Il rigetto veniva fondato su due profili:
1. la società istante risultava priva dei requisiti soggettivi per i benefici previsti per i benefici richiesti
2. l’ esenzione richiesta non rientrava comunque nella potestà regolamentare attribuita per legge al Comune.
Parte ricorrente fondava le proprie doglianze sui seguenti motivi:
? oggettiva sussistenza dei requisiti soggettivi, quanto meno in proporzione alle quote in mano pubblica, tenuto conto della destinazione ad interesse pubblico delle aree interessate
? il potere regolamentare viene attribuito al Comune, relativamente alla quantificazione dell’ imposta, dall’ art. 52 D. Lgs. 446/ 97.
Si costituiva, formalmente e analiticamente controdeducendo, l’Amministrazione Comunale la quale sosteneva in via preliminare la non impugnabilità delle risposte in sede di interpello.
Con la sentenza di cui è qui causa la Commissione Tributaria Provinciale di Venezia, rigettata la eccezione preliminare, respingeva il ricorso nel merito ritenendolo non fondato.
Presenta tempestivo appello la parte soccombente la quale, dopo aver sostenuto e ribadito la impugnabilità del diniego in sede di interpello, fonda il gravame sulla riproposizione delle doglianze già sollevate in primo grado e non accolte dalla Commissione Provinciale.
Si costituisce in giudizio il Comune, affermando che la sentenza di primo grado appare equa e ben motivata e va dunque confermata.
All’ udienza odierna, udita la relazione e la succinta esposizione delle posizioni delle parti, la causa viene trattenuta per la decisione.
MOTIVI DELLA DECISIONE
Ad avviso di questo Collegio l’ appello è infondato e va pertanto respinto.
In ordine alla impugnabilità del diniego de quo, bene ha argomentato il Giudice di primo grado, nel senso che nel caso di specie trattasi di atto avente natura provvedimentale che non si limita a dare riscontro ad un quesito ma che si concreta in un vero e proprio diniego di agevolazione e che pertanto ben può essere oggetto di cognizione in questa sede.
Nel merito, la ricorrente non è né un consorzio tra enti pubblici territoriali né un consorzio atipico con partecipazione mista pubblico (enti territoriali ) privato: non possiede pertanto i requisiti soggettivi per beneficiare dell’ esenzione invocata, neppure in misura proporzionale alla partecipazione in mano pubblica.

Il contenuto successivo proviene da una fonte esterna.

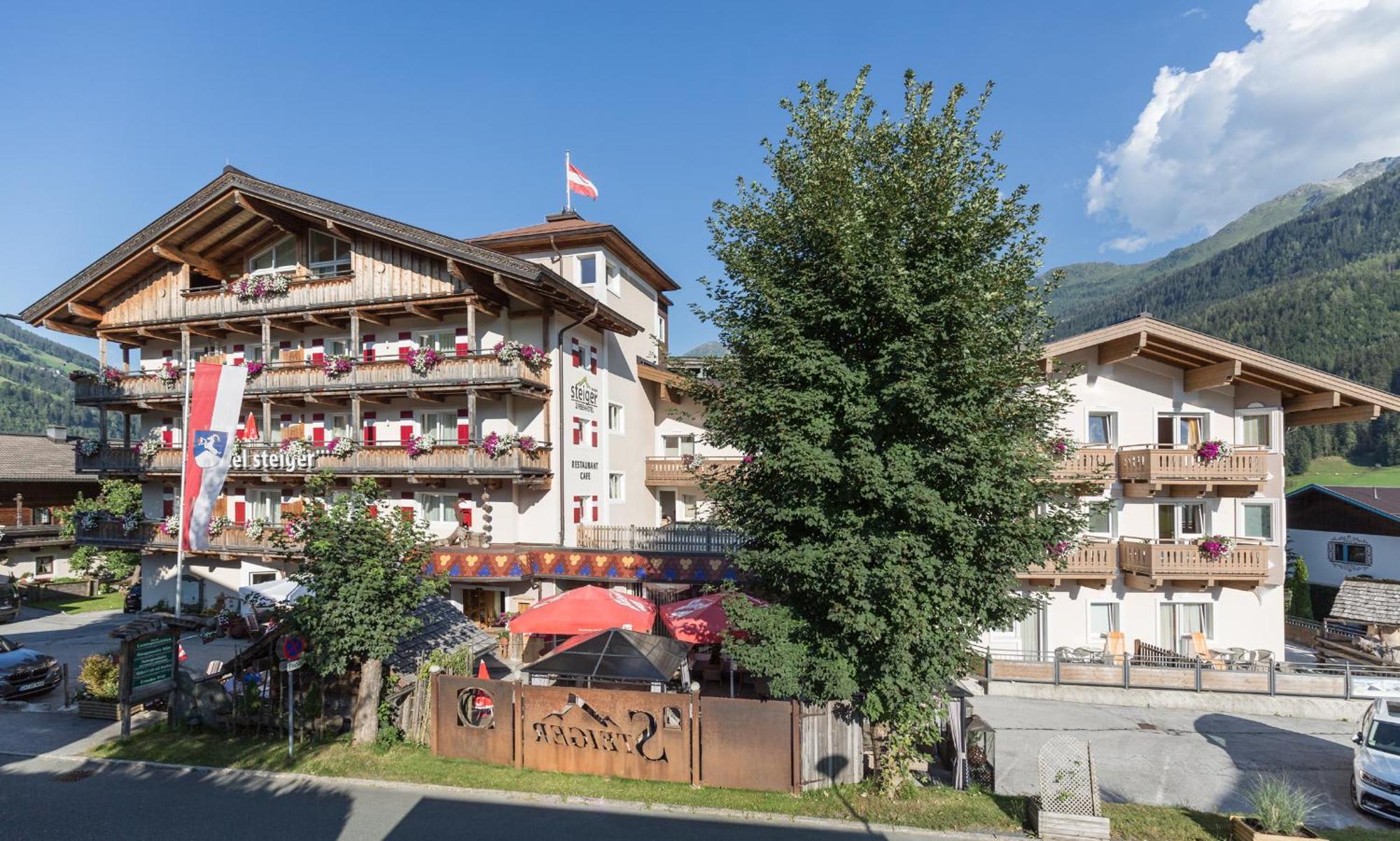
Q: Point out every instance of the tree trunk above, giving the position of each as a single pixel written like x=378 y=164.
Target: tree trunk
x=368 y=702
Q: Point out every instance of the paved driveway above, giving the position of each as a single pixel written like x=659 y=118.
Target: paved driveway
x=1203 y=760
x=74 y=637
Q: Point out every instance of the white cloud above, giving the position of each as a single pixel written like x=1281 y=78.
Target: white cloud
x=1317 y=92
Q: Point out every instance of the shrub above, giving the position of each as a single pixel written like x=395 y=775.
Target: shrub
x=1280 y=806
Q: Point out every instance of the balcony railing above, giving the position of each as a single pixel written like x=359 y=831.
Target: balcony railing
x=380 y=460
x=1152 y=463
x=299 y=377
x=1158 y=562
x=1091 y=561
x=687 y=470
x=1088 y=464
x=699 y=538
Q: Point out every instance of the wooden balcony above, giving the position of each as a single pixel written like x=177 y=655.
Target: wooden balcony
x=1094 y=564
x=684 y=470
x=295 y=379
x=1152 y=470
x=1090 y=467
x=262 y=460
x=1153 y=564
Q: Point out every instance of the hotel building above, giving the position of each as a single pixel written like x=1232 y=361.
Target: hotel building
x=337 y=309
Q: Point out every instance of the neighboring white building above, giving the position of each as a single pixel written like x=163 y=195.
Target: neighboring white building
x=1346 y=531
x=1147 y=396
x=251 y=272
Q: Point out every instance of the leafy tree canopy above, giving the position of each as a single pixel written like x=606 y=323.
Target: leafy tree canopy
x=884 y=326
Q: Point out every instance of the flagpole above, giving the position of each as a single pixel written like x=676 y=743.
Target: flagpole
x=180 y=536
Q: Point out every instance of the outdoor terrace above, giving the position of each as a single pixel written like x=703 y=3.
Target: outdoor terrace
x=380 y=460
x=293 y=377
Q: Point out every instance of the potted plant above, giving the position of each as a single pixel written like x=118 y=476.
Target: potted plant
x=1282 y=810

Le società di diritto privato, quale la ricorrente, sono strumenti messi a disposizione degli enti pubblici da parte dell’ ordinamento per meglio operare utilizzando le norme del diritto comune e proprio per questo assoggettate al regime del diritto privato senza per questo poter disporre di aree di indebito beneficio.
In generale, le società di diritto privato sono destinate a sviluppare attività di natura commerciale, aperte quindi alla concorrenza: consentire ad alcune di esse, quelle partecipate da Enti Pubblici, di avere delle aree di beneficio fiscale altererebbe i corretti rapporti sul mercato e porterebbe benefici anche ai soggetti privati di minoranza.
Del resto, anche ammessa in capo al Comune una potestà regolamentare in subiecta materia ( il che non può essere stante la riserva di legge in materia ), non è in alcun modo consentito ad un Giudice imporre ad un Ente Locale come deliberare norme in materia tributaria.
L’ impugnata sentenza va dunque confermata.
Le spese seguono la soccombenza e vengono quantificate in complessivi euro 1.500, oltre a diritti ed accessori.
P.Q.M.
Letti gli artt. 1535 e 36 D. Lgs. 546/ 1992, respinge il proposto appello e, per l’ effetto, conferma l’impugnata sentenza, condannando la parte soccombente al pagamento delle spese di lite, quantificate in complessivi euro 1.500, oltre a diritti ed accessori.